"Oh, FFS, MasterCook!"


MasterCook, currently at version 15, is still the best recipe management software around, mostly because it supports sub-recipes. Most recipe-database software maintainers will give you blank stares when you mention this, even the ones who claim to import MasterCook format; some of them don’t even know about sub-title support in ingredient lists. While the software has changed hands several times over the past 25 years, functionally it hasn’t changed much since version 6. The licensed cookbooks come and go, but OS compatibility is the most significant improvement. (disclaimer: I haven’t tested the pretty clouds in v15 yet)

There are tens of thousands of recipes on the Internet in the two major MC export formats, MXP and MX2. I recently dug up one of the biggest to play with, which is only available through The Wayback Machine.

MXP is a text file meant to be printed out in a fixed-width font, but the format is well-structured enough that it’s easy to import into other software, with some minor loss of information. If you’ve downloaded any recipes off the Internet in the past 20 years, you’ve probably seen the string “* Exported from MasterCook *”.

MX2, introduced in 1999’s MasterCook 5, is not XML. Yes, it looks like XML, and even has an external DTD schema, but trying to feed it through standard XML tools will trigger explosions visible from half a mile. If you want to work with it, your best bet is the swiss-army-knife conversion tool cb2cb. Windows-only, written in Java, and “quirky”, but it handles both MXP and MX2, as well as some other formats, and has built-in cleanup and merge support.

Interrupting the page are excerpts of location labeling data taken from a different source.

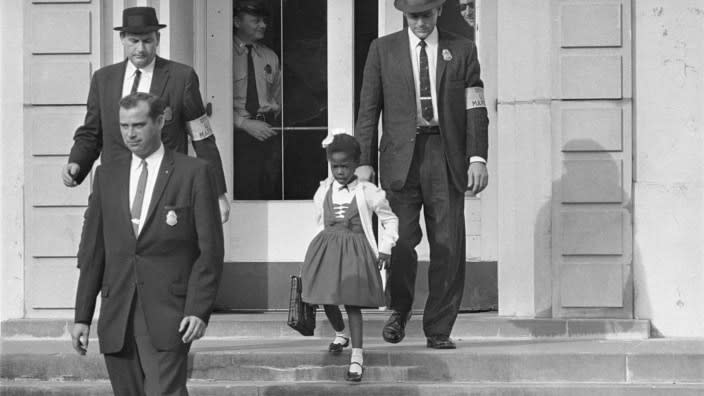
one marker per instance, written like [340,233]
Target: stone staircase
[257,354]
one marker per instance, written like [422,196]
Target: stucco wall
[669,165]
[11,162]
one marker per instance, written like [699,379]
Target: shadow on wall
[583,236]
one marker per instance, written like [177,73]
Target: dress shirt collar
[241,47]
[148,69]
[153,159]
[431,40]
[350,186]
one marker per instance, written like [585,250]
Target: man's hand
[384,261]
[259,130]
[365,173]
[478,177]
[192,328]
[69,173]
[224,204]
[79,337]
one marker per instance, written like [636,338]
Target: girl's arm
[388,234]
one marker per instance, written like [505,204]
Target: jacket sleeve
[370,106]
[476,117]
[388,233]
[206,148]
[91,257]
[205,274]
[318,203]
[88,138]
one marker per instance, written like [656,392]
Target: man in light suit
[433,148]
[143,71]
[152,246]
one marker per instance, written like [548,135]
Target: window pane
[305,63]
[305,163]
[257,166]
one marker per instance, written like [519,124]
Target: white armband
[474,98]
[199,128]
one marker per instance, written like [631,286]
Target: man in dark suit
[143,71]
[433,148]
[152,246]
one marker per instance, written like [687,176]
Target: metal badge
[171,218]
[446,55]
[168,114]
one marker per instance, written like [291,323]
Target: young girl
[343,261]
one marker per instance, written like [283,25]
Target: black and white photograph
[351,197]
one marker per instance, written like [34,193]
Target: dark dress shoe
[337,348]
[440,342]
[395,328]
[354,377]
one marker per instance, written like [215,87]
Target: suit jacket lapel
[441,63]
[116,82]
[162,179]
[121,192]
[401,51]
[160,77]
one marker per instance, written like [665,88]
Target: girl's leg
[338,324]
[356,360]
[354,315]
[335,317]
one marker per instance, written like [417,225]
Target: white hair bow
[331,136]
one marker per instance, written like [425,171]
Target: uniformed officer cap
[251,7]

Pity it’s not open source, because I suspect there are dozens of comments with some variation of “Oh, for fuck’s sake, MasterCook!”.

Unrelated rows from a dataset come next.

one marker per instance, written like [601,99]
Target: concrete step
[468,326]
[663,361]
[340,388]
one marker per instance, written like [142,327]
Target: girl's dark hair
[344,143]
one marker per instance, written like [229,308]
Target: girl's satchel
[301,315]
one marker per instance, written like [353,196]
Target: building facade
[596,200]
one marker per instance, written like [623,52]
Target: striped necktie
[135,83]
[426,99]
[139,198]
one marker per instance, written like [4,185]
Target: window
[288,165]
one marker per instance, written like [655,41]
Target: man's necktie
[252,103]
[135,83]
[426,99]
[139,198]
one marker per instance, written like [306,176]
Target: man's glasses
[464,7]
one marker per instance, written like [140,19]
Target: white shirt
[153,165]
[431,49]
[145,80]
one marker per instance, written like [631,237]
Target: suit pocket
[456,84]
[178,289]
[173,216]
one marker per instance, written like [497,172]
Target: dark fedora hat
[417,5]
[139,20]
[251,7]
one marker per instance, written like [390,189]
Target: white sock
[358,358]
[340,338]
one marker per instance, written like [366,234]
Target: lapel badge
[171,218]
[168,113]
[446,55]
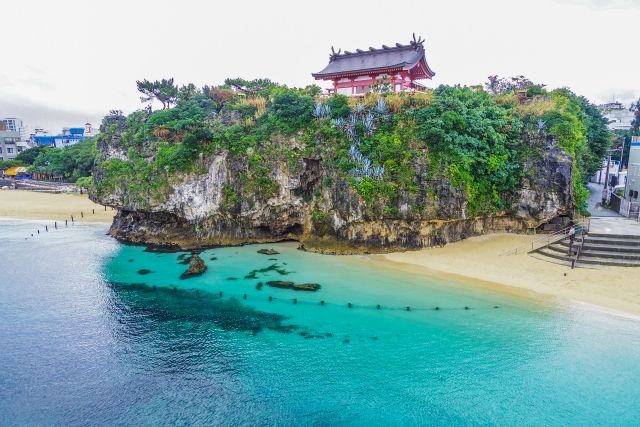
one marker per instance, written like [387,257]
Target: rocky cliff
[383,173]
[329,218]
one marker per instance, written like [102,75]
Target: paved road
[593,204]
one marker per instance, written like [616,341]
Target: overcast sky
[65,62]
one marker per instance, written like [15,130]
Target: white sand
[48,206]
[479,258]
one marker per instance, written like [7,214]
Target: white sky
[65,62]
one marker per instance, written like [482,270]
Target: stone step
[602,246]
[543,257]
[610,261]
[561,257]
[615,236]
[588,253]
[614,241]
[548,252]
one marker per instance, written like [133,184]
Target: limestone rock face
[317,207]
[196,267]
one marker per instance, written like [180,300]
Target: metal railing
[575,258]
[548,239]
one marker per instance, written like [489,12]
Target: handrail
[547,239]
[577,256]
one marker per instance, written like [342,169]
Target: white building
[619,117]
[633,174]
[9,144]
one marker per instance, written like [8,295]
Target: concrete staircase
[597,250]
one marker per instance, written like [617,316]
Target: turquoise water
[95,332]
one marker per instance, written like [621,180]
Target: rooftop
[386,58]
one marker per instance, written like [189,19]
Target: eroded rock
[196,267]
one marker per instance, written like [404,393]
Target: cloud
[603,4]
[38,115]
[624,95]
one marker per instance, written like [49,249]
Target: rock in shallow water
[312,287]
[269,251]
[196,267]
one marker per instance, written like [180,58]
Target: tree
[292,111]
[251,87]
[635,124]
[162,90]
[497,85]
[29,156]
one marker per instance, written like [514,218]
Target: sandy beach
[476,261]
[479,258]
[49,206]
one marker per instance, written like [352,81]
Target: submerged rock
[312,287]
[269,251]
[196,267]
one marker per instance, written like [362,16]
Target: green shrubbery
[386,146]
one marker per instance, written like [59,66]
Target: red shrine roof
[385,59]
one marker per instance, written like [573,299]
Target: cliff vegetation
[245,152]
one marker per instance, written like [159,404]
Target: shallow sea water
[96,332]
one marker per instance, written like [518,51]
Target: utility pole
[621,157]
[606,180]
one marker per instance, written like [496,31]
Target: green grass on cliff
[388,147]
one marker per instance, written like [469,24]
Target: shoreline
[476,262]
[31,205]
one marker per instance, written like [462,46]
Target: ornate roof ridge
[415,43]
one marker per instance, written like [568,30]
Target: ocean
[95,332]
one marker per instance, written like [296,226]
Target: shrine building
[399,66]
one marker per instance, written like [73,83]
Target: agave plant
[381,107]
[369,124]
[340,122]
[321,111]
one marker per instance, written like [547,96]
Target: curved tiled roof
[397,57]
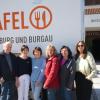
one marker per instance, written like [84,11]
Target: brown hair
[84,51]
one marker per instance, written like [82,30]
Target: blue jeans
[36,90]
[8,91]
[51,94]
[65,94]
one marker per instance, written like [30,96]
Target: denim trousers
[65,94]
[36,90]
[52,94]
[8,91]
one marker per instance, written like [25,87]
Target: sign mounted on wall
[39,22]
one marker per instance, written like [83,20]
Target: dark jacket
[67,74]
[52,73]
[5,69]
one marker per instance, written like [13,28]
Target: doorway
[96,48]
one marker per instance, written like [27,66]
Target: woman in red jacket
[51,73]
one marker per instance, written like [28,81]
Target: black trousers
[83,87]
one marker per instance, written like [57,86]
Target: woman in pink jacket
[51,73]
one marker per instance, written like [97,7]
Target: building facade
[92,26]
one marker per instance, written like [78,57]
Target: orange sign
[40,17]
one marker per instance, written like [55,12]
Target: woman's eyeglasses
[80,45]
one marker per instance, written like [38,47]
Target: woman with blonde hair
[51,73]
[85,70]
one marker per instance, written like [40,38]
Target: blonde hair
[50,46]
[7,43]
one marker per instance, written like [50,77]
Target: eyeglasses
[80,45]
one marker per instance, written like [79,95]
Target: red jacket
[52,73]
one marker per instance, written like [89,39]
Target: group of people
[57,73]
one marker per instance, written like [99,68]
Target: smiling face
[37,54]
[51,52]
[64,52]
[7,47]
[80,47]
[25,52]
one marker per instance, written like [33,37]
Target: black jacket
[5,69]
[67,74]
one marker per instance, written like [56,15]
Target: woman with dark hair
[37,76]
[85,70]
[51,73]
[24,70]
[67,73]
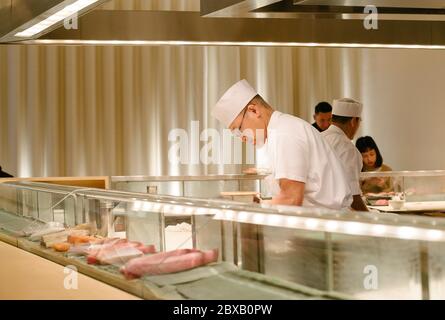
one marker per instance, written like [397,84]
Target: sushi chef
[346,118]
[305,170]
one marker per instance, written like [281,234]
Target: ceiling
[425,10]
[238,22]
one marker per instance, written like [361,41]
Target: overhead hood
[29,19]
[409,23]
[337,9]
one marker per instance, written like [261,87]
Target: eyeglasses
[237,132]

What’s wrong with the “XML” and DTD?

  1. The XML header line is invalid. This:
    <?xml version="1.0" standalone="yes" encoding="ISO-8859-1"?>
    must be changed to:
    <?xml version="1.0" encoding="ISO-8859-1" standalone="no"?>
  2. The following two characters are not escaped in attributes: "&
  3. Non-printable characters in text (ASCII 2, 5, 17, 18, and 31, in particular).
  4. The mx2.dtd file supplied in every version since 1999 has obviously never been tested, because it is incorrect and incomplete, in several different ways.

Of course, anyone who knows me will correctly guess that I’ve gone to the trouble to fix all of these problems, with a Perl script that massages MX2 into proper UTF-8 XML that validates against a corrected mx2.dtd; part of that script dates back to my old cookbook project from 2002, so yes, this is the first step to reviving that. The script uses xmllint to fix the encoding and double-check that it’s valid XML. I’ve validated over 450 converted MX2 files against the corrected DTD, a total of around 120,000 recipes.

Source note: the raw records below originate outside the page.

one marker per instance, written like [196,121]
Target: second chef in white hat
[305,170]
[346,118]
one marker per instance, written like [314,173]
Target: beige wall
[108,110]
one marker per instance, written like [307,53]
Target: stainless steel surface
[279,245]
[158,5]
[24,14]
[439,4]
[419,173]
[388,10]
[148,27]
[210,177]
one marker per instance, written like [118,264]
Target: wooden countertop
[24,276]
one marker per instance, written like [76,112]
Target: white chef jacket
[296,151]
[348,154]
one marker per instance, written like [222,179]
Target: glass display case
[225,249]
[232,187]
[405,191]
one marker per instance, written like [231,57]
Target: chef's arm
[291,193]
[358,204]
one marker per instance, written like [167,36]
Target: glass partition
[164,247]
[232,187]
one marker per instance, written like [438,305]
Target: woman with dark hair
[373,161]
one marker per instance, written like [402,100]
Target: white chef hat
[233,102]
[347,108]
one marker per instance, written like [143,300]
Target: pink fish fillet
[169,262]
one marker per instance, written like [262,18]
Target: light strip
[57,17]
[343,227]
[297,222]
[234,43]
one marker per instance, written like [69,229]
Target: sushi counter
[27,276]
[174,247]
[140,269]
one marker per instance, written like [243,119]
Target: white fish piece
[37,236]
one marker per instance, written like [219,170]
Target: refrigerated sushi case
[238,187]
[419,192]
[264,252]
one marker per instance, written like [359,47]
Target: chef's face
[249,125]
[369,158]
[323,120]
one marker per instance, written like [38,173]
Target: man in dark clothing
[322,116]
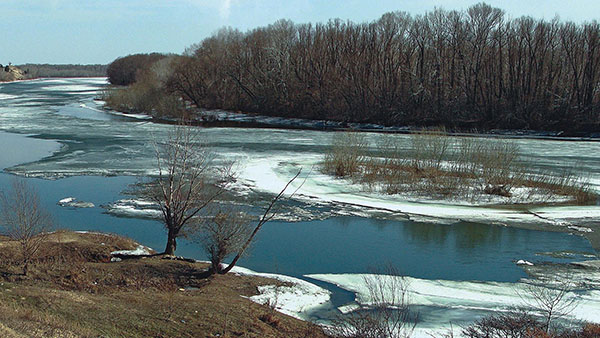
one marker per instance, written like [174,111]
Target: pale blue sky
[98,31]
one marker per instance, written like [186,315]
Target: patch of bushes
[147,94]
[431,163]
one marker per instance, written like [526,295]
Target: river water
[55,133]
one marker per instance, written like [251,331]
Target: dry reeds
[437,165]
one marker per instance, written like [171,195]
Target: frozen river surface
[55,133]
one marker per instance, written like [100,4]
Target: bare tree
[24,220]
[224,234]
[268,215]
[188,181]
[388,313]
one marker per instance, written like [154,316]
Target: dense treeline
[461,69]
[47,70]
[125,70]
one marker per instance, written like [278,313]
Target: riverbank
[229,119]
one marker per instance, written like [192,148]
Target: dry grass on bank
[436,165]
[73,290]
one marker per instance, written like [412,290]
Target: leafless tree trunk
[267,216]
[24,220]
[388,313]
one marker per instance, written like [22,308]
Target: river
[56,134]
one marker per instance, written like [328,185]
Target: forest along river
[461,260]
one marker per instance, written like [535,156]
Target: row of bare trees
[470,69]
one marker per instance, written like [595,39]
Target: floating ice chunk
[294,300]
[133,208]
[73,203]
[139,251]
[580,229]
[66,200]
[524,262]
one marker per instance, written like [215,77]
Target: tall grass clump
[432,163]
[347,154]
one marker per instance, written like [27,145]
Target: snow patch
[139,251]
[133,208]
[523,262]
[72,202]
[295,300]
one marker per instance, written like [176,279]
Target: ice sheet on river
[268,157]
[442,301]
[270,174]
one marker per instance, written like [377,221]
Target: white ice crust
[464,295]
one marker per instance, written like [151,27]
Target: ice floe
[139,251]
[444,296]
[296,299]
[133,208]
[72,202]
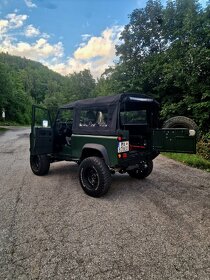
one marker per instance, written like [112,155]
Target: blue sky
[65,35]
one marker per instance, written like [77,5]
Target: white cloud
[15,21]
[85,37]
[41,50]
[96,54]
[30,4]
[93,53]
[31,31]
[3,26]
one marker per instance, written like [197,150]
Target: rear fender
[93,149]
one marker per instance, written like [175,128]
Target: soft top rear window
[133,117]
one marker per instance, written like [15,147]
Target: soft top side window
[94,118]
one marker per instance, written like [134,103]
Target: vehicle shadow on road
[121,185]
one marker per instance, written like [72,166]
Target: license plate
[123,146]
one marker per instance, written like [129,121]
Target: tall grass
[191,160]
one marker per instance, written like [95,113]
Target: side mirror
[45,123]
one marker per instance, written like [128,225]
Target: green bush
[203,147]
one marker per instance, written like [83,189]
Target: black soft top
[109,100]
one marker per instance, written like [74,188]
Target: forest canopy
[164,52]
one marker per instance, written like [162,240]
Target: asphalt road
[158,228]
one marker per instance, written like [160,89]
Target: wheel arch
[95,150]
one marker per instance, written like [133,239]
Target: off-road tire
[143,172]
[40,164]
[94,176]
[182,122]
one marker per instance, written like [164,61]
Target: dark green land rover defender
[104,135]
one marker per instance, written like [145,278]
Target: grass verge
[191,160]
[2,129]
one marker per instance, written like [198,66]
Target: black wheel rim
[91,177]
[35,163]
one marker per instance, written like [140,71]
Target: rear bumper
[134,158]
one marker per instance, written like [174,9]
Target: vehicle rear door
[41,136]
[176,140]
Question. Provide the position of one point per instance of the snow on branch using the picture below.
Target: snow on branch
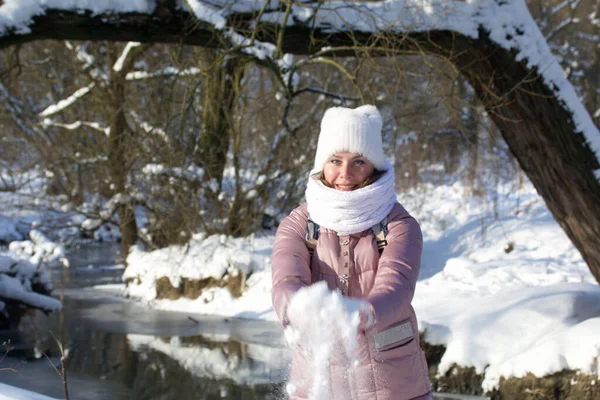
(191, 173)
(119, 63)
(76, 125)
(148, 128)
(17, 15)
(88, 62)
(62, 104)
(169, 71)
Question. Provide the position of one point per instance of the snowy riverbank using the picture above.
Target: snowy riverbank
(501, 286)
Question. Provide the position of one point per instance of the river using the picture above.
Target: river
(119, 349)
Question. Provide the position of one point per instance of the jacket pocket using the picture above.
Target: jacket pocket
(395, 342)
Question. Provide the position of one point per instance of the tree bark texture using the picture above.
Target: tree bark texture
(537, 127)
(120, 157)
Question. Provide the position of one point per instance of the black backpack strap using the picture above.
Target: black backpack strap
(312, 235)
(380, 232)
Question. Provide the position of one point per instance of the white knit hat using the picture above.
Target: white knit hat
(353, 130)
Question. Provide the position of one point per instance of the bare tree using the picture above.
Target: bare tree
(546, 135)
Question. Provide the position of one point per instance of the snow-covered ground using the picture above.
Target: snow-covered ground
(501, 285)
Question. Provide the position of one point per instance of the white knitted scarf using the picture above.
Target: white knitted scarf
(354, 211)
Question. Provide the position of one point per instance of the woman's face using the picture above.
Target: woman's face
(347, 171)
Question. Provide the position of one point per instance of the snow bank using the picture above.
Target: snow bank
(23, 275)
(532, 309)
(202, 258)
(500, 284)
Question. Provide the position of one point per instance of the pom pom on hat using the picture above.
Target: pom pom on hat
(355, 130)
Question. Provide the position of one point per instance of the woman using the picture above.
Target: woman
(350, 192)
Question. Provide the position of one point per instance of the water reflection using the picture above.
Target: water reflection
(118, 349)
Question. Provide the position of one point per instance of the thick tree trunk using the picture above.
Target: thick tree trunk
(120, 149)
(537, 127)
(541, 134)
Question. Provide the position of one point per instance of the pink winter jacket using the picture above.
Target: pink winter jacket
(391, 362)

Update: When converting MXP to MX2, many of the options in cb2cb mangle the output. Best to turn them all off, and do some basic cleanup with a script like this one which splits directions on CRLF pairs and safely moves most of the non-direction text into Notes. There are still a few rare errors in the conversion process, but in my case that amounted to 4 ingredient lines in over 10,000 recipes, detected by their failure to validate during the XML conversion.